Понимает, что ему и многим из его сверстников в какой-то степени повезло (при всей дикости применения к тем временам этого слова), что молодость пришлась на времена хотя и ненавидимые из-за идеологического удушья, но одновременно государственно протекционировавшие художникам. Во всяком случае, мастерские давали. А это немало. Нынешним, особенно молодым, художникам, он считает, легче в том, что нет цензуры, но и сложнее в то же время: некому судить, но и никому до тебя сегодня нет дела. А ориентиры нужны, необходимы, убежден В.М., в том числе и те, с которыми не согласишься никогда. А уж про иные и говорить не приходится. Сам он человек книжный, редкостно образованный и культурный.
И при этом В.М самоед, каких поискать. Сам признает за собой этот грех и подшучивает нередко над ним: “пища все та же и надоевшая”. Однако постоянное чувство неудовлетворенности и сомнений в ценности сделанного (не продажной ценности, разумеется, а смысловой, сущностной, художнической), что так мучает его, — суть результат его высочайшей требовательности к самому себе. Его критерии высоки, разумеется, и для других. Они и от уровня образованности, и от уважения и досконального знания профессии. И, в то же время, при жесточайшей критике самого себя (более строгого и пристрастного критика у Воловича просто нет), едва ли можно найти более бережного и деликатного ценителя творчества других. Он безошибочно чует талант и способен поддержать его добрым словом, за что так благодарны ему люди и почему именно В.М так часто зовут на выставки и стар и млад. В нем начисто отсутствует фанаберия известного и чтимого мэтра и зацикленность на устоявшемся и привычном. Его способность удивляться и восхищаться прекрасна, хотя удивить его совсем нелегко.
В.М. из “говорящих” художников, способных вербализовать мысль — искусство, не всем художникам доступное. И это тоже примета хорошего образования и культуры, как и то, что его речь содержательна, а по форме до афористичности точна. В ней впечатляют как количество, так и качество цитирования, не самоцельного, для “раскраски” текстов, как нередко бывает, а органично впитанного через книги, художественный и жизненный опыт и потому употребляемого легко и естественно — это его собственная речь.
Все, кто знает В.М., подтвердят, что общение с ним доставляет удовольствие еще и музыкой речи. Голос В.М. — глубокий, выразительный баритон с бархатистыми басовыми нотами — неповторимая и обаятельная краска его индивидуальности. Вообще, он красив и гармоничен, хотя ничто не вызывает у него такого сопротивления и смеха, как признание его красивым. Но на самом деле он красив особой красотой: гармонией высокого роста; сутулой, но ладной фигурой; силой больших мужских натруженных рук; мелодикой речи; той особой нежностью, “воловической” тонкостью, рафинированностью и деликатностью, мягкостью внимательных глаз, что и есть, наверное, внутренняя музыка его души. Обаятельны и трогательны его скромность и застенчивость, и некоторая неловкость в быту, и бытовые же незащищенность и растерянность, почти детский страх перед ними и порой ощущение этих проблем как глобальных.

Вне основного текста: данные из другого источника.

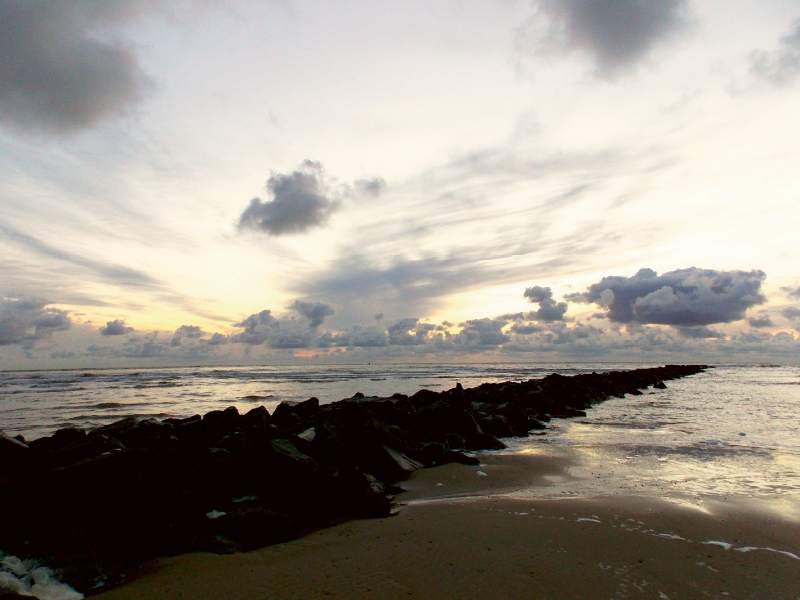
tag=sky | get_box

Сейчас, после смерти его жены Тамары Сергеевны, именно эти проблемы навалились и обступили его кольцом, впервые вот так — лицом к лицу — без привилегии спрятаться от них в мастерской. И здесь он в свои семьдесят открывает зачастую новый для себя мир. Похоже, мир книжный, обобщенно-философский, космический ему органичнее и ведом больше.
Его любят приглашать в компании, но своим ему становиться трудно — он все равно, при всей толерантности и внешней открытости, — наособицу, он просто другой — он слишком высокий и ренессансный (как кто-то определил) человек.
Человек принципов — он ненавидит стадность и нормативы, моду и угоду. Принципы свои он не декларирует на каждом углу — он так живет и доказывает своим творчеством и человеческими поступками приверженность своей собственной системе координат. За что и интересен, за что по-человечески востребован и любим.